- Born: Gwen Marie Davidson 1951 (age 73–74) Owatonna, Minnesota
- Education: BFA in art, Drake University MFA in painting, Portland State University, 1987
- Known for: Geometric abstractions referencing architectural spaces Explorations of natural world

= Gwen M. Davidson =

American painter and collage artist (born 1951)

Gwen Davidson (born 1951) is a painter who makes collage-style acrylic works on canvases covered with layered strips of paper.

==Early life and education==
Born in Owatonna, Minnesota, in 1951, she is the daughter of Orlen Harry Davidson and Lorraine Mary (née Sammon) Davidson.

Davidson studied art in Florence, Italy. She earned a BFA in art at Drake University and an MFA in painting at Portland State University in 1987. Davidson married Douglas Lubotsky, architect, in 1989.

==Critical reception==
Critics have described Davidson's art favorably. Helen Harrison wrote in The New York Times that Davidson's paintings "...rely on strong geometric frameworks for their architecture-based abstractions. Ms. Davidson's elegant compositions refer to beams, girders and other building supports, but these heavy, dark elements are softened by erasures and overpainting, and offset by areas of soft, translucent color."

Bob Hicks of Oregon ArtsWatch said, "Portland painter Davidson shows some deceptively placid-looking painted and collaged landscapes from the Oregon Coast. Look, and then look again."

David Carmack Lewis wrote, "She works initially with a combination of acrylic paint and charcoal on paper. The paper, in rectangular strips of varying proportions, are then applied to canvas. The method gives the work a rigid geometric framework but the organic nature of her subject not only survives but somehow thrives within it... Even her most abstract pieces unfailingly capture a genuine sense of place and atmosphere."

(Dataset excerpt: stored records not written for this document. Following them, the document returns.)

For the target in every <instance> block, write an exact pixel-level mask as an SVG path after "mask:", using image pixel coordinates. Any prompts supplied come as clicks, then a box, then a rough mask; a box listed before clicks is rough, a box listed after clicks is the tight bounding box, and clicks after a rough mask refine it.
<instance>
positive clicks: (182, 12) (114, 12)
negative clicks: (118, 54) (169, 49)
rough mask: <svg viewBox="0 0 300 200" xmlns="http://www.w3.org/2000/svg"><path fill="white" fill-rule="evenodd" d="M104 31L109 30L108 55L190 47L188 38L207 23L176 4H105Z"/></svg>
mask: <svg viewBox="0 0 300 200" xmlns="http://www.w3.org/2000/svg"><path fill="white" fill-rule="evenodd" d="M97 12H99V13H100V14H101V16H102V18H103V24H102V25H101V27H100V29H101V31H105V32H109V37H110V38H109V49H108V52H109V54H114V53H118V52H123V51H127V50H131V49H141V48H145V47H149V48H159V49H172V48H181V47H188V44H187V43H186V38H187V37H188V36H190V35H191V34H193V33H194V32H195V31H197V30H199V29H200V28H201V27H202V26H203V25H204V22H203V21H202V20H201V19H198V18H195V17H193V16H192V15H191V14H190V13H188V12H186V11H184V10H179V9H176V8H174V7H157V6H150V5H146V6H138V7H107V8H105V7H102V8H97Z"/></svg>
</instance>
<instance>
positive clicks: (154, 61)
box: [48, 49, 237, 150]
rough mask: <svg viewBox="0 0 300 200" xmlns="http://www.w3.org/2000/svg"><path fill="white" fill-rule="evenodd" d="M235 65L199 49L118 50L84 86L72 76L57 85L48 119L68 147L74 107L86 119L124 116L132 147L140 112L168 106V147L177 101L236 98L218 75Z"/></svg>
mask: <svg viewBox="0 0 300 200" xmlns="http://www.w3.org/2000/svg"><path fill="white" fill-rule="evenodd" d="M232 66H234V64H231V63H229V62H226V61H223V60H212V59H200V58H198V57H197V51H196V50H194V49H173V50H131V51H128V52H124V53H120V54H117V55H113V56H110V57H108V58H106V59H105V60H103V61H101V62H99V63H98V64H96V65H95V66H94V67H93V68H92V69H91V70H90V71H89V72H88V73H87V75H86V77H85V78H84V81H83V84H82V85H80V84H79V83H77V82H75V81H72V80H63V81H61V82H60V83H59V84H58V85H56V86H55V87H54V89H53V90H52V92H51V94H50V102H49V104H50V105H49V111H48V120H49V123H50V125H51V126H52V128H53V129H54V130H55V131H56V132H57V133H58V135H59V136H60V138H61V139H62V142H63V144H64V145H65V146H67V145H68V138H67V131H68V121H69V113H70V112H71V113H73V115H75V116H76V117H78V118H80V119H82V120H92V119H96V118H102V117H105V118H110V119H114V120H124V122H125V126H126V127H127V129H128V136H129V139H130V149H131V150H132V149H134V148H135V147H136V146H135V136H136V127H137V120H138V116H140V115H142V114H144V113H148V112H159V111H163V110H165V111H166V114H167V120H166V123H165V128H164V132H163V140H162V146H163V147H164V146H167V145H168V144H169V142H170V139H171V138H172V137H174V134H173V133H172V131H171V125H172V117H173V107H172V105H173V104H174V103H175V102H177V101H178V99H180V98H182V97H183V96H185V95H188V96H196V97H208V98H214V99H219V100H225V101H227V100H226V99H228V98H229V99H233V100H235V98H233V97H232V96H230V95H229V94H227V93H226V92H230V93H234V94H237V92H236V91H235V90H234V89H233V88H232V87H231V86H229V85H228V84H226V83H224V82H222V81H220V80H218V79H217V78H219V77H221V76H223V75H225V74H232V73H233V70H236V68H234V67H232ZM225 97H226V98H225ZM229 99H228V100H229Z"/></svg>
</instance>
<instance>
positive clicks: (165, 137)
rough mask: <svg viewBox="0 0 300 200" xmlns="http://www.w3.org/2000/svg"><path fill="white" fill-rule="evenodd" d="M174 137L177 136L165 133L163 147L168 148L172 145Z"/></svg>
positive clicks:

Another reviewer wrote that her art is characterized by:

...very particular, quiet, precise abstraction. Though Davidson employs no familiar shapes, her paintings are immediately readable as environments, texture and place reduced to overlaid horizontal strips of color. The brown and blue tones in "Winter" evoke bleached weeds against ice, the strip of slush along a highway, the weird light that bounces off snow. Davidson doesn't literally depict any of these things, and she doesn't need to. Her paintings merely set the right conditions for your own projection.
— Megan Burbank, The Portland Mercury

== Selected exhibitions ==
Davidson's works are in permanent collections of the Portland Art Museum, Nordstrom and the state of Oregon Collection, as well as corporate and public collections, including the cities of Seattle and Portland, King County Justice Center, the State Employment Building in Salem, Oregon, Intuit, Lucent, and Willamina Lumber Company.

Her exhibitions include:

- 2014 - Reflections, Froelick Gallery (Portland, Oregon)
- 2012 - Abstract Landscapes, Froelick Gallery
- 2009 - Coastal Landscapes, Froelick Gallery
- 2007 - Point of Reference, Froelick Gallery
- 2004 - Relative Values, Froelick Gallery
- 2003 - Recent Work, Davidson Galleries (Seattle, Washington)
- 2002 - Froelick Gallery
- 2001 - Gwen Davidson: Recent Work, Davidson Galleries
- 2001 - Paintings, Froelick Gallery
- 1999 - Froelick Adelhart Gallery (Portland, Oregon)
- 1996 - Big Drawings, Small Paintings, Portland Community College—Northview Gallery (Portland, Oregon)
- 1992 - Gallery 114 (Portland, Oregon)
- 1990 - Portland State University—Littman Gallery (Portland, Oregon)
- 1986 - Portland State University (thesis)—Gallery 299

==Awards and honors==
Davidson's art was selected for inclusion in the Oregon Biennial in 2001.